Frequently Asked Questions

Is Shmini Atzeret part of Sukkot?

This is one of the great debates in Jewish law. The Torah lists Shmini Atzeret as the 'eighth day' after Sukkot, suggesting a connection, but also calls it 'atzeret' (assembly), implying an independent holiday. The Talmud says it is separate in six ways — including having its own blessing (Shehecheyanu), its own sacrifices, and its own identity. Most authorities treat it as a distinct holiday that happens to follow Sukkot.

Do you sit in the sukkah on Shmini Atzeret?

This depends on where you live and your tradition. In Israel, Shmini Atzeret is one day and people do NOT sit in the sukkah.
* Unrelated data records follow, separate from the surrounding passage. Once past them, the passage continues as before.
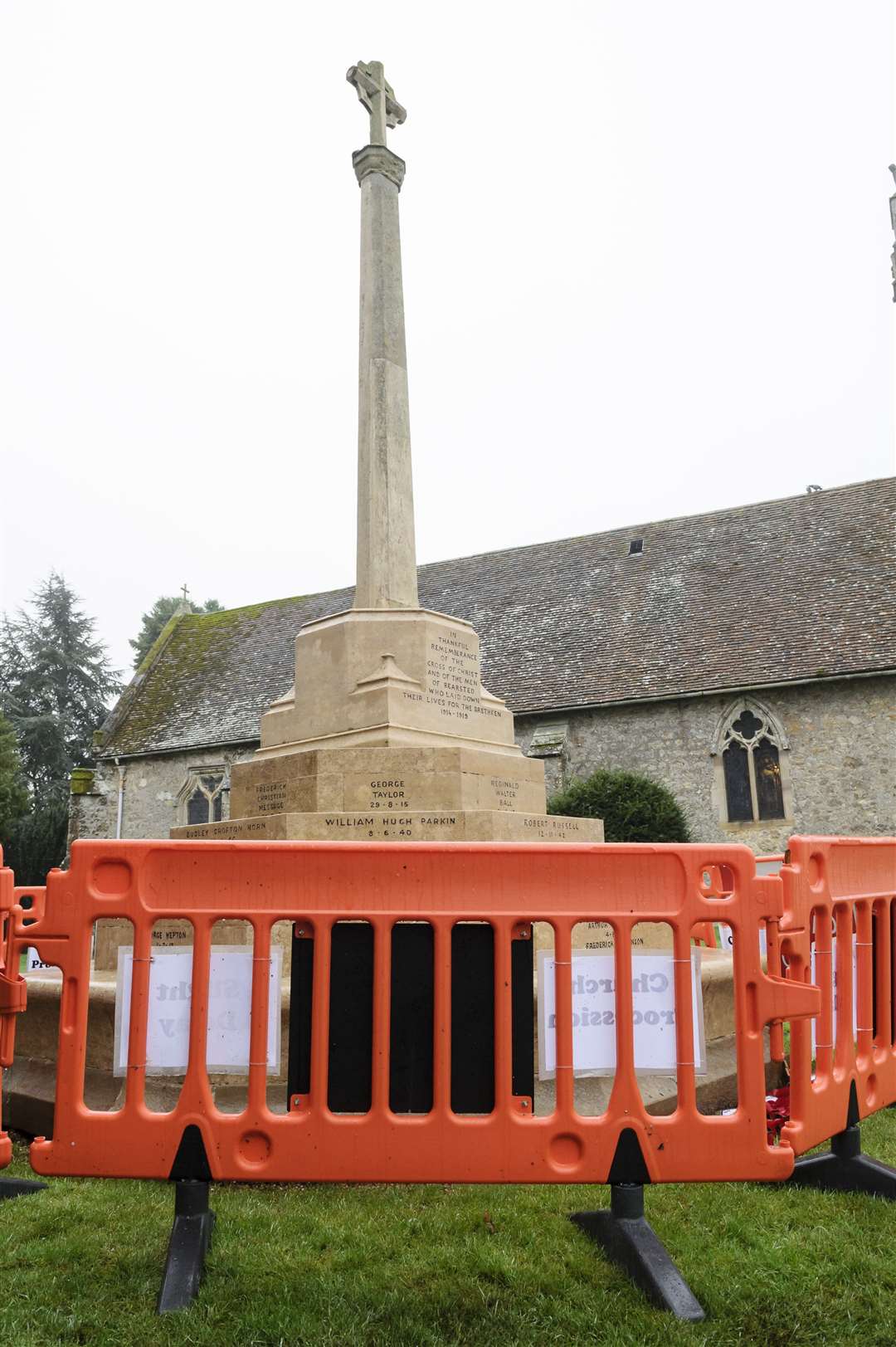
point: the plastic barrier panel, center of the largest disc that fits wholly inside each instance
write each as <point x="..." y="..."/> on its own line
<point x="468" y="1130"/>
<point x="837" y="931"/>
<point x="12" y="990"/>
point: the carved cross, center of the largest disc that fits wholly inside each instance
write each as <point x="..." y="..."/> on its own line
<point x="377" y="97"/>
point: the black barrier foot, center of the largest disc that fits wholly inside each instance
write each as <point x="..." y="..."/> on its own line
<point x="844" y="1168"/>
<point x="187" y="1247"/>
<point x="626" y="1237"/>
<point x="19" y="1187"/>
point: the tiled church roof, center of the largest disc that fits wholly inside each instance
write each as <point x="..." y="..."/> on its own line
<point x="791" y="589"/>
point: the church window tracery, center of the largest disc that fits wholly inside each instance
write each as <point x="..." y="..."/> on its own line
<point x="202" y="798"/>
<point x="752" y="749"/>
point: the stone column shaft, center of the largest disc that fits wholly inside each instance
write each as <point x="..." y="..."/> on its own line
<point x="386" y="555"/>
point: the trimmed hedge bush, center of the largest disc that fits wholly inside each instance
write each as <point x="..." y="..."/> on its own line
<point x="634" y="807"/>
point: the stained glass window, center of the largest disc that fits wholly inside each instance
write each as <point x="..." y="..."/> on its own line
<point x="752" y="767"/>
<point x="205" y="803"/>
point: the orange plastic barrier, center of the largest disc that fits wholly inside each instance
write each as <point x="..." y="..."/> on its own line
<point x="319" y="886"/>
<point x="12" y="989"/>
<point x="838" y="925"/>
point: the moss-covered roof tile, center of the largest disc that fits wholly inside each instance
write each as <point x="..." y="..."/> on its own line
<point x="792" y="589"/>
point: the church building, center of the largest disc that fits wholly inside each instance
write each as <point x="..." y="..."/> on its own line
<point x="744" y="659"/>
In the diaspora, where Shmini Atzeret is observed for two days, Ashkenazi Jews typically eat in the sukkah on the first day (without the sukkah blessing) but not on the second. The paradox of sitting in a Sukkot structure on a non-Sukkot holiday has generated centuries of rabbinic discussion.

What is the Geshem prayer?

Geshem ('rain') is a solemn prayer for rain recited during the Musaf service on Shmini Atzeret. It marks the beginning of the rainy season in Israel and the start of adding 'mashiv haruach umorid hagashem' (who causes the wind to blow and the rain to fall) in the daily Amidah prayer. The prayer invokes the merit of biblical figures associated with water — Abraham, Isaac, Jacob, Moses, Aaron, and the twelve tribes.